学園小話
世界 ……小平太×滝
「この1年、滝夜叉丸は私のものだ」などという台詞を満面の笑顔で宣言された場合、人はどう反応するのだろうか。
思わず頷いてしまうのは、それが当事者じゃない場合だからできることで。言われた本人としては、簡単に納得するわけにはいかない。
「……七松先輩。私は、私のものです。他の誰のものでもありません」
ですから、この手を放してください。
しっかり握られてしまった右手を振るが、がっちりと手首に回された指は離れることはない。あとで冷やさなければならないだろう。
「そう思うなら、それでもいいさ」
にかりと笑うこの先輩は、一体何を考えているのか。あくまで人のことをモノだと言う気か。
釈然としないまま見上げていれば、ようやく手首が開放される。代わりに大きな手が頬を撫でる。
「先輩?」
「もし私が体育委員長でなくなったらどうする」
笑みを浮べ頬を撫でたまま、問いかけてくる。それが何の意図を持つかはわからないが、これだけは言える。
「ありえません」
「どうして?」
「七松先輩が体育委員でないなど、空から槍が降ってきてもありえませんよ」
いけいけどんどんと後輩を無理矢理引っ張りまわして迷惑ばかりをかけてくる人だけれど、そうでない男の姿など想像がつかないから。
前ばかりを見て、後ろなど振り向かない。そんな人だけど、人一倍寂しがり屋だということも知っている。一人で走ることが嫌いだということは、四年もその背を追いかけていればいい加減知っている。

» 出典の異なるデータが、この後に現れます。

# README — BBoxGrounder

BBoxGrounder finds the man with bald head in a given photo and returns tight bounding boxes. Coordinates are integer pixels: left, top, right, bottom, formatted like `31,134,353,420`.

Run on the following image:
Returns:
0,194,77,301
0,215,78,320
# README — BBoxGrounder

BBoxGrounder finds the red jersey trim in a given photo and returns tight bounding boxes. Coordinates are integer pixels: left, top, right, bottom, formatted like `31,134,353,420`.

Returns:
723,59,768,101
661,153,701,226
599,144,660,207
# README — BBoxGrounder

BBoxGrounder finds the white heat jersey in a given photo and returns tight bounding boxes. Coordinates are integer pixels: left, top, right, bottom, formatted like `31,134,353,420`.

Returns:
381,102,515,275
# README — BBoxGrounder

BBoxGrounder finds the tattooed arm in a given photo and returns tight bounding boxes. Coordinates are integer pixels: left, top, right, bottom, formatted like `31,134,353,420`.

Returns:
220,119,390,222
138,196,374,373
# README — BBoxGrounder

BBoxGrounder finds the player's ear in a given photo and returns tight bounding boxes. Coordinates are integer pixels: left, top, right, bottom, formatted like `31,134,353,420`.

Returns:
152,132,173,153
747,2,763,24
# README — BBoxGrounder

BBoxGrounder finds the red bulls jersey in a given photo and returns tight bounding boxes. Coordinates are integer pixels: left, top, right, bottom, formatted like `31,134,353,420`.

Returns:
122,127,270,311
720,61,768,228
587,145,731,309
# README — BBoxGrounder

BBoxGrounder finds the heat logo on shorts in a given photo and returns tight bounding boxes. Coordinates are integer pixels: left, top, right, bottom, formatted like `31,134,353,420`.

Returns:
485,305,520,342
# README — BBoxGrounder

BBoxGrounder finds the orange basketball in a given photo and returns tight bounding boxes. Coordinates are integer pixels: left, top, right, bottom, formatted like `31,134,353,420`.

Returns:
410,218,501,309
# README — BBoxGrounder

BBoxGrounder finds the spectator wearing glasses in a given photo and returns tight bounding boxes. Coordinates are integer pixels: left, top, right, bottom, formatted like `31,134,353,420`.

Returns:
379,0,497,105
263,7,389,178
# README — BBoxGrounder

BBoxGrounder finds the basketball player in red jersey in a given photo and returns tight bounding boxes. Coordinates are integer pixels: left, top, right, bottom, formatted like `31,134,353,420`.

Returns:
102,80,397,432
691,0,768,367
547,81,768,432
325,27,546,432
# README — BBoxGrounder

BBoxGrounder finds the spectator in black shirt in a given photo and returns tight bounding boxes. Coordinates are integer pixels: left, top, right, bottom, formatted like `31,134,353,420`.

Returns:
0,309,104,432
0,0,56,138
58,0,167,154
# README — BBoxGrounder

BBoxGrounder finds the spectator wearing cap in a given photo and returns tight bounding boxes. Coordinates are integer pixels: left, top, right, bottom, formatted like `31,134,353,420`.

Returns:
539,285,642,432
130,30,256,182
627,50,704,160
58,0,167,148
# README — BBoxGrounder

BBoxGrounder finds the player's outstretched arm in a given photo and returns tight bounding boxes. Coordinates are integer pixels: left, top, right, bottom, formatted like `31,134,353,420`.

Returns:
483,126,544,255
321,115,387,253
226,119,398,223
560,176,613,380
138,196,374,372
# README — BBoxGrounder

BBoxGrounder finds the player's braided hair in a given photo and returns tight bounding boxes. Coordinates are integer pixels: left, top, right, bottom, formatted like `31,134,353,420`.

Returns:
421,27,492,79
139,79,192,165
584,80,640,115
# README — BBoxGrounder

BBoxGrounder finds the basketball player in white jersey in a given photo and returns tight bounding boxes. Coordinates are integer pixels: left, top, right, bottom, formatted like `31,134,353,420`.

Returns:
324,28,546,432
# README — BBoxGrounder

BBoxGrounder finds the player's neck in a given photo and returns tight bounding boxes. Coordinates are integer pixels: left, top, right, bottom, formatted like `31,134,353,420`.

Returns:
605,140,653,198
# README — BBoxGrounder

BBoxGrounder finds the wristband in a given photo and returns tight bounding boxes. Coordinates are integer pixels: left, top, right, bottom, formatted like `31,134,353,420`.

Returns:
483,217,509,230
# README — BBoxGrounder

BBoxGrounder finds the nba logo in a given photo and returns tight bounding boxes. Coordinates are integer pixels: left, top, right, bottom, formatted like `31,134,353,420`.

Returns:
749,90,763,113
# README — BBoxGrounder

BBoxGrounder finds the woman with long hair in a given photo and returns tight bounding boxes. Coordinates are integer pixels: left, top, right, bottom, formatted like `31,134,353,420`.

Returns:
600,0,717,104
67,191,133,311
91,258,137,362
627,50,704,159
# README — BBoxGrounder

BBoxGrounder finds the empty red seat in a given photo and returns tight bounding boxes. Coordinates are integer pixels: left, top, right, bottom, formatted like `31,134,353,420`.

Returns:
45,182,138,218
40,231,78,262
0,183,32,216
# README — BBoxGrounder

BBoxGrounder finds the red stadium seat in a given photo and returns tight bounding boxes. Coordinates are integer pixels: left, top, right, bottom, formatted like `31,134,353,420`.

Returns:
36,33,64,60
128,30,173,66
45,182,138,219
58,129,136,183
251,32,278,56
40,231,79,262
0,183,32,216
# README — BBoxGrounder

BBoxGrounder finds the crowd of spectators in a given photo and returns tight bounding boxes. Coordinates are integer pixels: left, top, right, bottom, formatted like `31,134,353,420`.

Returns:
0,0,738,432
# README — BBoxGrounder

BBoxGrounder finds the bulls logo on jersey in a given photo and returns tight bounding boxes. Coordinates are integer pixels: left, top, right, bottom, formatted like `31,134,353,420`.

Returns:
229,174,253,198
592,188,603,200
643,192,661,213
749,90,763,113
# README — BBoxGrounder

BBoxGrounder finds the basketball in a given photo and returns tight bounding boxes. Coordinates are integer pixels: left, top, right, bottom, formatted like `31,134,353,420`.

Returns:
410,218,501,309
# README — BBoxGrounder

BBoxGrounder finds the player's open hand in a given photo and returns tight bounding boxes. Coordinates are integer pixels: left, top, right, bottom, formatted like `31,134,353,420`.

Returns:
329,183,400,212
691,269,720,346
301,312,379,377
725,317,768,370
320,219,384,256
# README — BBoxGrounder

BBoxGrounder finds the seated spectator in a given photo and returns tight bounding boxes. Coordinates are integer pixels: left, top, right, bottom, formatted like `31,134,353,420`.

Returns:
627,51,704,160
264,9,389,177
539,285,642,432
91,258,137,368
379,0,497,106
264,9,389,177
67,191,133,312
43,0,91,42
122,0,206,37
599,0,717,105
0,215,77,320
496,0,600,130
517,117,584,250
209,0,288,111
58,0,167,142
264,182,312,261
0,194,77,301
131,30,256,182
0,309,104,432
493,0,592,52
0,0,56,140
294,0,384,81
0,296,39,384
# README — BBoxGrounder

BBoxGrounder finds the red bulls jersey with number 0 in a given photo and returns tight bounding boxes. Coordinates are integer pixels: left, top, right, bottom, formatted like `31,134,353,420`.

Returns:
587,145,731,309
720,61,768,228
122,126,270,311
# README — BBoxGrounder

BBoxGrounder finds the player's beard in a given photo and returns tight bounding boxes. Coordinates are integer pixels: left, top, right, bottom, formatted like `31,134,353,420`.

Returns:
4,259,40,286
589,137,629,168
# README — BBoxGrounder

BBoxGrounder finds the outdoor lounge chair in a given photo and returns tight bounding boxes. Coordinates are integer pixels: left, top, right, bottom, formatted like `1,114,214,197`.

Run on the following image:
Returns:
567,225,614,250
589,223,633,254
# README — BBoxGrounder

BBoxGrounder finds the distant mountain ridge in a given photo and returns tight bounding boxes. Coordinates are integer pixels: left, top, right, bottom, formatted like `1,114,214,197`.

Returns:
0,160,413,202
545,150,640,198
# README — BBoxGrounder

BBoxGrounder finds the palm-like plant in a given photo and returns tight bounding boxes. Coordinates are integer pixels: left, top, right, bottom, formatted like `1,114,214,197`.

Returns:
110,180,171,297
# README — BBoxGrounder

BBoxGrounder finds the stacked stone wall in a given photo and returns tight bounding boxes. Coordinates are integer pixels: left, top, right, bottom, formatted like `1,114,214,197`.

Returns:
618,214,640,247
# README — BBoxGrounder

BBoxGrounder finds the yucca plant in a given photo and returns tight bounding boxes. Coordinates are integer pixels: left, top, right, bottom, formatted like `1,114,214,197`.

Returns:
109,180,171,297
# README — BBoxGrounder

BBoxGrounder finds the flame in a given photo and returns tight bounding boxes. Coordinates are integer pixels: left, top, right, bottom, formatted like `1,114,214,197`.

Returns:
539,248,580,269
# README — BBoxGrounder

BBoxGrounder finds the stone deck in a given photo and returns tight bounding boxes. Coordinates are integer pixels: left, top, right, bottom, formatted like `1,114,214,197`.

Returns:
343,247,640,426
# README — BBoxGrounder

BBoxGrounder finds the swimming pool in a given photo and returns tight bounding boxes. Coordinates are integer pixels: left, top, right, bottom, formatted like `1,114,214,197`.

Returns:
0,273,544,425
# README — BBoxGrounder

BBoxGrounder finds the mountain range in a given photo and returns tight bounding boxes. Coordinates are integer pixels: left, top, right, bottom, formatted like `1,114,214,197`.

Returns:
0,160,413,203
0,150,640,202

だからそうはっきり言えば、ほら、と彼は嬉しそうにまた笑う。
「私もそう思うぞ」
「でしたら、先ほどの問いかけは何なんですか」
からかわれるのは好きではない。むっとして非難すれば、膝を軽く曲げ、くるりとした大きな瞳が見つめてくる。
「わからないか?」
「わかりません」
この人の考えていることなど、ものの半分も理解できたことはない。
「滝がこの私の背中について来ないことなど、想像できないということだ。だからお前は私のものだよ」
そう言って頬を撫でていた指を滑らせ、人の頭を抱き寄せる。
繰り返されれる屁理屈のような言葉遊びに、溜息が漏れる。
「もし私が体育委員を辞めたらどうするおつもりですか」
「辞めたいのか?」
思わず口をついた疑問系に、それまでの笑い混じりの言葉が一転する。しまったと思ってももう遅い。
「………それは、ないですが」
ひやりとしたものを背に覚えながら首を振る。それに、抱きめる人の気配が少し緩む。
「だったら何も問題ない。逃がしもしない」
両手で肩を掴まれ、視線が絡む。